接客においての挨拶には特別な力があるようです。なかには、挨拶の力によって店が繁盛したり、客足が戻ったり……。本記事では、元ANAのCAで人材教育講師の三上ナナエ氏の著書『一生使える「接客サービス」の教科書』(大和出版)より、接客の「挨拶」において言葉以上に大切なものについて解説します。
15年以上行列の途絶えないラーメン店…「味」以外の繁盛の理由 (※写真はイメージです/PIXTA)

挨拶を何のためにやっているのか?

ここで本当に大切なのは、「その挨拶を何のためにやっているのか?」という意識ではないでしょうか。言い方を変えると、「その挨拶にどんな思いを込めているのか?」ということです。

 

そこで、少しセルフチェックをしてみましょう。以下に、基本的な接客用語をいくつかあげてみます。あなたはこれらの挨拶をする時にどんな気持ちで声を出していますか? 少し考えてみてください。

 

・いらっしゃいませ

・はい

・どうぞ

・お待たせしました

・申し訳ございません

・ありがとうございました

 

さて、いかがですか? いろんな思いがあると思いますが、私自身は総じて言うとこんな思いを込めています。

 

・いらっしゃいませ=歓迎の気持ち

・はい=素直な気持ち

・どうぞ=積極的な気持ち

・お待たせしました=謙虚な気持ち

・申し訳ございません=お詫びの気持ち

・ありがとうございました=感謝の気持ち

 

言葉に思いをのせることは、ただ言葉を交換するだけでなく、思いを交換することにつながります。そうすることで、あたたかで爽やかな雰囲気を、お客様に感じていただけるのです。

 

先ほど私自身の例を少しあげましたが、その答えは一つではありません。例えば、「ありがとうございました」一つとっても、

 

・わざわざ貴重なお休みにお越しくださり、ありがとうございます

・気をつけてお帰りくださいませ

・またぜひお越しください

 

このように、いろんな思いがあると思います。
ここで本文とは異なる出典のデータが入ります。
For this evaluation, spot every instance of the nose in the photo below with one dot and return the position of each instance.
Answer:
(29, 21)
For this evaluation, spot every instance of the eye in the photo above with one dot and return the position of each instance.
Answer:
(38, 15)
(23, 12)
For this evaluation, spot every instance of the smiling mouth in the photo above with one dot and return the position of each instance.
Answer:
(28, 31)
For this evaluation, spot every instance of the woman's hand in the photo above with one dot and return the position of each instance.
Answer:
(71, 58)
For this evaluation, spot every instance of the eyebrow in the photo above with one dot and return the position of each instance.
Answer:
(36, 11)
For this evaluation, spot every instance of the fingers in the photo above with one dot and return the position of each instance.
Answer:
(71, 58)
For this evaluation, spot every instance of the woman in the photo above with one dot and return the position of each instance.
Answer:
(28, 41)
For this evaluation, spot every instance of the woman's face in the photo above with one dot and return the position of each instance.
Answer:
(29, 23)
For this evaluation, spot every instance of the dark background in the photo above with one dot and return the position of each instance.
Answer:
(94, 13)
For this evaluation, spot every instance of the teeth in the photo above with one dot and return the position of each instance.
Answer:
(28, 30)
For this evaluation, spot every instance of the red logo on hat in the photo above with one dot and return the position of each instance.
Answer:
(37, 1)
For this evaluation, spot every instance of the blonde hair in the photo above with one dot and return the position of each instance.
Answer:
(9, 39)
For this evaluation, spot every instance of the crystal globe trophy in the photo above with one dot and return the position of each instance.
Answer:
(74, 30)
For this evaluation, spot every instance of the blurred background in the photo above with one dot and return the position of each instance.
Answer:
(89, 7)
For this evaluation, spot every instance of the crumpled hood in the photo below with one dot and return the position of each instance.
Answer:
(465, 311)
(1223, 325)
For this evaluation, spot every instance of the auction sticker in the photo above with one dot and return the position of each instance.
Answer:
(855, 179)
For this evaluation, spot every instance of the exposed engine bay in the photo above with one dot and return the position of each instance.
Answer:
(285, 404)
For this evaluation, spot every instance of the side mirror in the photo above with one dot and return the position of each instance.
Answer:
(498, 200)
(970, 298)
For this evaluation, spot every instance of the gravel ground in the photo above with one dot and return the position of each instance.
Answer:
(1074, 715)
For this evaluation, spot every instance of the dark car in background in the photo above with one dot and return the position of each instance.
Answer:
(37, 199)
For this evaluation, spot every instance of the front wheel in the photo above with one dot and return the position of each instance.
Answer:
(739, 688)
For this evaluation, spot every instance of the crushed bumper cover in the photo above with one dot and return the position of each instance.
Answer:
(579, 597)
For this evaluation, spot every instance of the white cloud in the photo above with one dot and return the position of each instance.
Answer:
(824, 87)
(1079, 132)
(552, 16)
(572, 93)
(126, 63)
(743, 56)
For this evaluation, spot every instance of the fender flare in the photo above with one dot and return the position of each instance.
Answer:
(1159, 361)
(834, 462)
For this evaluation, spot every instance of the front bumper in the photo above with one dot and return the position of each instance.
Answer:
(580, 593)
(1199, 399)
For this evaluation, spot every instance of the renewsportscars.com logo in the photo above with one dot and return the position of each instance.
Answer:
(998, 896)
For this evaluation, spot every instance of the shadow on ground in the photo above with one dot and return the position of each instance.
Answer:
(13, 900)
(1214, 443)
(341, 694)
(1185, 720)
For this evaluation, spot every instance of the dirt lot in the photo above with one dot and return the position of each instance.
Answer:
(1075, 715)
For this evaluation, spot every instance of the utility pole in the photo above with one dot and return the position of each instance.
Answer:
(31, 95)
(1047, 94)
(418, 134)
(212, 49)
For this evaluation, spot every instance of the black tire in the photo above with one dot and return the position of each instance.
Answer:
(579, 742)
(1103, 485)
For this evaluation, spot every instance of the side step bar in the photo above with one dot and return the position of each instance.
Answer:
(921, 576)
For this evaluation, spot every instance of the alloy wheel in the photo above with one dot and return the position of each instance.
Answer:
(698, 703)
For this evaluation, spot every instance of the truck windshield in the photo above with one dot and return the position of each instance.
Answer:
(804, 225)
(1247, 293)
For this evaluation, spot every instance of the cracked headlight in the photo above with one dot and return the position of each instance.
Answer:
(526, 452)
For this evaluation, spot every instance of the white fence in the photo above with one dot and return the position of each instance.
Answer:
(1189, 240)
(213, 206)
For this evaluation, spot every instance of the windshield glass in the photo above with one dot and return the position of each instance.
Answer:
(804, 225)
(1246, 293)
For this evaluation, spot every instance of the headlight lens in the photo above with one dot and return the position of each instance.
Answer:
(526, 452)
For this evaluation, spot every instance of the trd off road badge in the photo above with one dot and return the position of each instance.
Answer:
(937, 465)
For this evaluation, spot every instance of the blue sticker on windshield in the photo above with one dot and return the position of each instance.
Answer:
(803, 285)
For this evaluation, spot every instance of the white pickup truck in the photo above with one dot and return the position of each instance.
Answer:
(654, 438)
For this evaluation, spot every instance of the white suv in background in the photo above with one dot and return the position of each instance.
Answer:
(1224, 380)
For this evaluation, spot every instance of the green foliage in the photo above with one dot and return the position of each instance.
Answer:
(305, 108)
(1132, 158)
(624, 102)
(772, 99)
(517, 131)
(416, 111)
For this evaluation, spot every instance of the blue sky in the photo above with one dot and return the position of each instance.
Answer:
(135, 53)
大切なのは、その時挨拶という行為を通して、相手の方にどういう思いを伝えたいのかを意識すること。

 

状況によって込める思いを意識して声を出すことで、自然と表情や声のトーンも変わります。同じ「ありがとうございました」という言葉が、まったく違う意味を持つ言葉のようになるのです。これは機械にはできない、人間だからこそできることです。極論すると、発する言葉よりも、その時に「どんな思いを持ってお客様と相対しているのか」のほうが重要だと言ってもいいと思います。

 

客足が戻った理由

私の両親が昔お店を営んでいた時、お客様が少なくなった時期がありました。何が良くないのか考えたところ、感謝の気持ちを忘れかけていたことに気づき、もう一度初心に戻って、お客様の背中に「来てくださって感謝しています」と心の中でつぶやくようにしました。すると、不思議なことにお客様が戻ってきてくださったんです。お客様に思いを込めた挨拶をしていながらも、自分自身が大事なことを忘れないための効果もあったようです。

 

人は、相手の言葉を聴いているのではなく、その言葉の奥にある相手の意識を感じ取っているのです。挨拶はそこに思いがのった時に初めて、相手にとって意味のある気持ちの良いものになるということを、ぜひ忘れないでくださいね。